Kiedy Niebieskowłosy już dobrze przemyślał co będzie robił, udał się na placyk za domem i rozpoczął standardową rozgrzewkę. Po chwili był gotów. Skupił chakrę i skierował ją do dzierżonych broni - w prawej dłoni obusiecznego miecza, którego nazywał Igłą, a także w lewej zwykłego kunaia. Następnie poprzez złączenie broni starał się wytworzyć impuls magnetyczny i wysłać go w niebo. Jak nietrudno się domyślić, pierwsze próby kończyły się fiaskiem. Jednakże za którymś razem sztuczka przebiegła poprawnie, a w górę poszybowały dwa wielkie, zbudowane z błyskawic kły. Akoraito aż poskoczył z radości, triumfalnie krzycząc. Przez to lekko się rozkojarzył, jednak pomyślna próba dała mu motywacyjnego kopa i już po chwili sytuacja się powtórzyła. Teraz należał nauczyć się kierować wysłanym ładunkiem.

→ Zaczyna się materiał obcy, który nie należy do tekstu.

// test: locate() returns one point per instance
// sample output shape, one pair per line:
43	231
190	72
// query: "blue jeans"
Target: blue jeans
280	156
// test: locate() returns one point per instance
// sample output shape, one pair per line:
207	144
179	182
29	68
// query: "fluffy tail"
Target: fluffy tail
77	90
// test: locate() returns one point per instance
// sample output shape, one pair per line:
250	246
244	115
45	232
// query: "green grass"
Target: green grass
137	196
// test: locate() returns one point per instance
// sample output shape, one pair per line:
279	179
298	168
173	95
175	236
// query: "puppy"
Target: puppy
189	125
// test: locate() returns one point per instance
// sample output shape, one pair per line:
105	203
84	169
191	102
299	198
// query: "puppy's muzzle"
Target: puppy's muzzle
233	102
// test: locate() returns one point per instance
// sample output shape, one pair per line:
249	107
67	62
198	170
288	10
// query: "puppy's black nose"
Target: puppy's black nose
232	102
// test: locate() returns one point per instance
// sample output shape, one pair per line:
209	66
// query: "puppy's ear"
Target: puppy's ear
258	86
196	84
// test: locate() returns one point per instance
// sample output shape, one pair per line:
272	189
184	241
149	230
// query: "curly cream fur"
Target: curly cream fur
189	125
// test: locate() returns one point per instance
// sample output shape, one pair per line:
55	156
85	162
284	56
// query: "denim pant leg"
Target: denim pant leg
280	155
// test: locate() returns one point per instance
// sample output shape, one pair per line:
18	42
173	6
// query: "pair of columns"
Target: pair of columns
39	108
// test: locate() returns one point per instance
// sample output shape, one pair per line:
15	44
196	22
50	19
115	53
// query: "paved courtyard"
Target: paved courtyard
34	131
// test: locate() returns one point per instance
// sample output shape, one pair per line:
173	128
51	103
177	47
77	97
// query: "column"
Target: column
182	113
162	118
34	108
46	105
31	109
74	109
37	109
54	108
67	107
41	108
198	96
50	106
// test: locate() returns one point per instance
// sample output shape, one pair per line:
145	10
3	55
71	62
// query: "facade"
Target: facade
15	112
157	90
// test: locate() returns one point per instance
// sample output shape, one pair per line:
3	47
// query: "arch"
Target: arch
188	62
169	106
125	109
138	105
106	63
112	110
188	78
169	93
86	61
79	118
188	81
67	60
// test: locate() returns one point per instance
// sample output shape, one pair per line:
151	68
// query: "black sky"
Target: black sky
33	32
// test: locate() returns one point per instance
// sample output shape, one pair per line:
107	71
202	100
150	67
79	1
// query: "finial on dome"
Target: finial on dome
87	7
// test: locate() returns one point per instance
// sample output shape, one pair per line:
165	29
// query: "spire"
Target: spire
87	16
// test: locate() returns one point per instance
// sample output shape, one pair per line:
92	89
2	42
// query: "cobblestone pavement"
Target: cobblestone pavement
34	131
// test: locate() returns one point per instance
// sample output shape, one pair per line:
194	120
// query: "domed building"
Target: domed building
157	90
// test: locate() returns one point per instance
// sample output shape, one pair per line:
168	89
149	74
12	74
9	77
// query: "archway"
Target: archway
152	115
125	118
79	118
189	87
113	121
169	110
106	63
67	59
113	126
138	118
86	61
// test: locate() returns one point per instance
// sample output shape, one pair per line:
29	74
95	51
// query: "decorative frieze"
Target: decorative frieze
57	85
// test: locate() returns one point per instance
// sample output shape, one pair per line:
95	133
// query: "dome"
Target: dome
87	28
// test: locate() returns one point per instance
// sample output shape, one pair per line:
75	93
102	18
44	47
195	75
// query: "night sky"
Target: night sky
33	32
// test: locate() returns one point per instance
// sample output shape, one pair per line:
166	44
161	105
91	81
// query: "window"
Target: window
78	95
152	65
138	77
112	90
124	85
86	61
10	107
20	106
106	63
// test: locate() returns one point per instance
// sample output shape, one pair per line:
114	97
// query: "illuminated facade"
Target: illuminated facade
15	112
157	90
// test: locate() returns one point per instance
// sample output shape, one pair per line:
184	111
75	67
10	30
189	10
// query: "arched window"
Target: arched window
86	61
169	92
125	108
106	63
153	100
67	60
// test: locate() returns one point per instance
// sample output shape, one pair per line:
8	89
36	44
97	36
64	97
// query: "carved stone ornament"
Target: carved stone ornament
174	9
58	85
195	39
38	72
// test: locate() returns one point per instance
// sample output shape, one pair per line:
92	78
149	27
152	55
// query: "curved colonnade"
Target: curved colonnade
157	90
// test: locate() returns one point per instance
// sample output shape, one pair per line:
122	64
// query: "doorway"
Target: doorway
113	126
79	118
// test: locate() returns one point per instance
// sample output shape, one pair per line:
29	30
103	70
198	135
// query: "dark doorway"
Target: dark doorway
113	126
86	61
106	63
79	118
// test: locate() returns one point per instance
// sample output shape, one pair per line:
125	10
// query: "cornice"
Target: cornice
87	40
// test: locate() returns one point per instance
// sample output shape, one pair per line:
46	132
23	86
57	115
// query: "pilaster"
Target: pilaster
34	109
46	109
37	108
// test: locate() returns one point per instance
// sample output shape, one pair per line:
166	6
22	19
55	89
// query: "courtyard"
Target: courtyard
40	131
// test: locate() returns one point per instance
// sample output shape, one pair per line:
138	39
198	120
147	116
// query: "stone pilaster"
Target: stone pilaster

Od podstawowego wytworzenia burzy, przez minimalną odległość, praktyki zakończyły się na dystansie kamienia na drugim końcu posiadłości, którego struktura była bardzo wątpliwego stanu. Raito uznał to za wystarczający wyczyn i na tym postanowił zakończyć.
Trochę porozciągał nadwyrężone od wysiłku ciało i udał się do domu na zasłużony odpoczynek. Wiedział, iż jeśli ta technika nie sprawiła mu większych kłopotów, to inne jutsu rangi B także pójdą sprawnie.